Saturday, February 03, 2007

Home Life.

After this morning’s workout – observed in silence – the odd couple came downstairs. Chris made some lame wax on / wax off joke. Angela said she couldn’t believe that I hadn’t told her about Arthur Enright.
“I had to hear it from some carver trying to chat me up.” She’d been into town again, failing to make friends. “He said he was behind Enright as he walked down the stairs, and he’s holding his son’s hand, and then his son asks him about some trip to New York. How old’s his son by the way?”
“About eight.” I said.
“He must have been the one at the theatre. I thought he looked weird. Looks like Damien.”
“Not really.”
“Well he looks pretty serious for an eight year old.”
“Why do you think he’s weird?”
“Because of what the carver said. They’re walking down the stairs and the boy starts talking about the astral plane, like he’s swallowed a book on it. Starts asking about split consciousness. And then…”
“And then?”
“Then Enright’s not there anymore. They get to the bottom of the stairs and the little boy’s holding an empty space.
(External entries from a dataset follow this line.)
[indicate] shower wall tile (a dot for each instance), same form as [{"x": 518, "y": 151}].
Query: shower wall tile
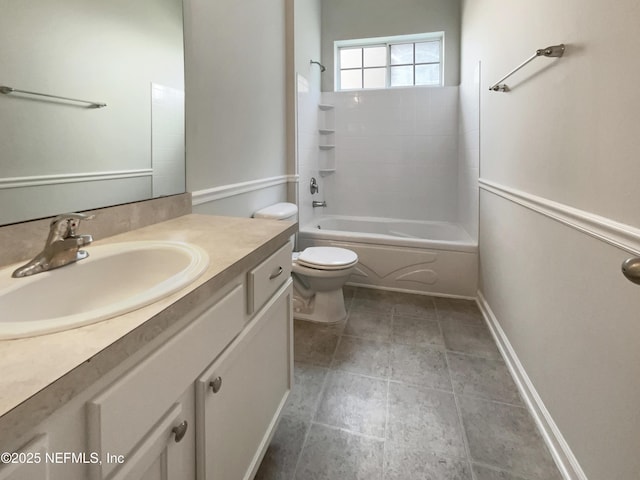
[
  {"x": 308, "y": 123},
  {"x": 396, "y": 153}
]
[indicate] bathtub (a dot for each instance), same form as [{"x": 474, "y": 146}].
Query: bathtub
[{"x": 437, "y": 258}]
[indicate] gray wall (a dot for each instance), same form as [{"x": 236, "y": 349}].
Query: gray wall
[
  {"x": 559, "y": 168},
  {"x": 236, "y": 102},
  {"x": 348, "y": 19}
]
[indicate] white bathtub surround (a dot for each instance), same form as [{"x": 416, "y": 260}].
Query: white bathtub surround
[
  {"x": 396, "y": 154},
  {"x": 308, "y": 140},
  {"x": 438, "y": 258}
]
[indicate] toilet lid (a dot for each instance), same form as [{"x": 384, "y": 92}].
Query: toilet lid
[{"x": 327, "y": 258}]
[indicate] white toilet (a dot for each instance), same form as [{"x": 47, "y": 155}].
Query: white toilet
[{"x": 319, "y": 273}]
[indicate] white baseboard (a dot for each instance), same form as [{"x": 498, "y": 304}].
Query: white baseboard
[{"x": 560, "y": 450}]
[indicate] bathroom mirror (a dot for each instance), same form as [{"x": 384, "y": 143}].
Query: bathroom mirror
[{"x": 60, "y": 155}]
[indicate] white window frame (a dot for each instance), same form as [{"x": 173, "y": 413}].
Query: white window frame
[{"x": 387, "y": 42}]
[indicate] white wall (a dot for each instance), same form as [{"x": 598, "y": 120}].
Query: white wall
[
  {"x": 566, "y": 133},
  {"x": 236, "y": 77},
  {"x": 469, "y": 148},
  {"x": 307, "y": 47},
  {"x": 348, "y": 19},
  {"x": 102, "y": 51},
  {"x": 396, "y": 153}
]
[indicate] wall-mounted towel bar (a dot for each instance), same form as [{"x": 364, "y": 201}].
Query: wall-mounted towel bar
[
  {"x": 6, "y": 90},
  {"x": 553, "y": 51}
]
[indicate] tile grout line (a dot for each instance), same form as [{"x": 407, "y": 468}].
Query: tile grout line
[
  {"x": 311, "y": 422},
  {"x": 388, "y": 405},
  {"x": 319, "y": 399},
  {"x": 465, "y": 440}
]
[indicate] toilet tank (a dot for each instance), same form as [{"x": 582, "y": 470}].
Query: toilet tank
[{"x": 278, "y": 211}]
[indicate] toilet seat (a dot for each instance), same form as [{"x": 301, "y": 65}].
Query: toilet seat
[{"x": 326, "y": 258}]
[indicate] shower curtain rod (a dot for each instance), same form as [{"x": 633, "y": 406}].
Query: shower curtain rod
[{"x": 553, "y": 51}]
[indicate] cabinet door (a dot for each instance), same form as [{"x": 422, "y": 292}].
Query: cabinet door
[
  {"x": 28, "y": 463},
  {"x": 167, "y": 451},
  {"x": 240, "y": 396}
]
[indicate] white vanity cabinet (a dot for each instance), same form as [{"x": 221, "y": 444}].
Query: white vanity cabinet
[
  {"x": 199, "y": 402},
  {"x": 240, "y": 396}
]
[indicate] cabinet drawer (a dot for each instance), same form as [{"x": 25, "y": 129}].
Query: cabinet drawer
[
  {"x": 240, "y": 396},
  {"x": 122, "y": 414},
  {"x": 266, "y": 278}
]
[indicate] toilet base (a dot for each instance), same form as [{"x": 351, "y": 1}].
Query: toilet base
[{"x": 323, "y": 307}]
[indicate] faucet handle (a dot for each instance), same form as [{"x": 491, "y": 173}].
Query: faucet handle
[{"x": 65, "y": 225}]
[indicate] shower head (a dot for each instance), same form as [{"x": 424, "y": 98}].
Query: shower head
[{"x": 322, "y": 68}]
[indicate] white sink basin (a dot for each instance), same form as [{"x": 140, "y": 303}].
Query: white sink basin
[{"x": 114, "y": 280}]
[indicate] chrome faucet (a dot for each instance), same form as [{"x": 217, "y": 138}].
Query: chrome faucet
[{"x": 61, "y": 248}]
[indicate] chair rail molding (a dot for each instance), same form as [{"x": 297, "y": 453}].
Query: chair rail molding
[
  {"x": 619, "y": 235},
  {"x": 230, "y": 190},
  {"x": 37, "y": 180},
  {"x": 558, "y": 446}
]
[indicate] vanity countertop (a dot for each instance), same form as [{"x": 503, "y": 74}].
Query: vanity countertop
[{"x": 39, "y": 374}]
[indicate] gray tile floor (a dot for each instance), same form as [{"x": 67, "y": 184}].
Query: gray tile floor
[{"x": 408, "y": 388}]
Still got his left hand up in the air, but what this guy thought was Enright is just a shadow of the man in front.”
“Poor Arthur.”
“Which one?” Asked Angela.
“Both. He didn’t mean to leave his son like that – the power took over.”
“It’s not much of a childhood though is it.” Said Chris, venturing a comment. He likes to have an opinion. “He’s not going to grow up normal is he.”
“He’ll grow up knowing how the world works.” I said, as Norman came down to join us.
“Morning chef.” Said Chris. He either calls him that, or Mr. Mom.
“So Angela.” I said. “Norman’s teaching me how to cook, Samuel’s teaching me to fight. What are you going to teach me?”

She looked appalled, looked at Chris, and walked off. It took me an hour to figure out why.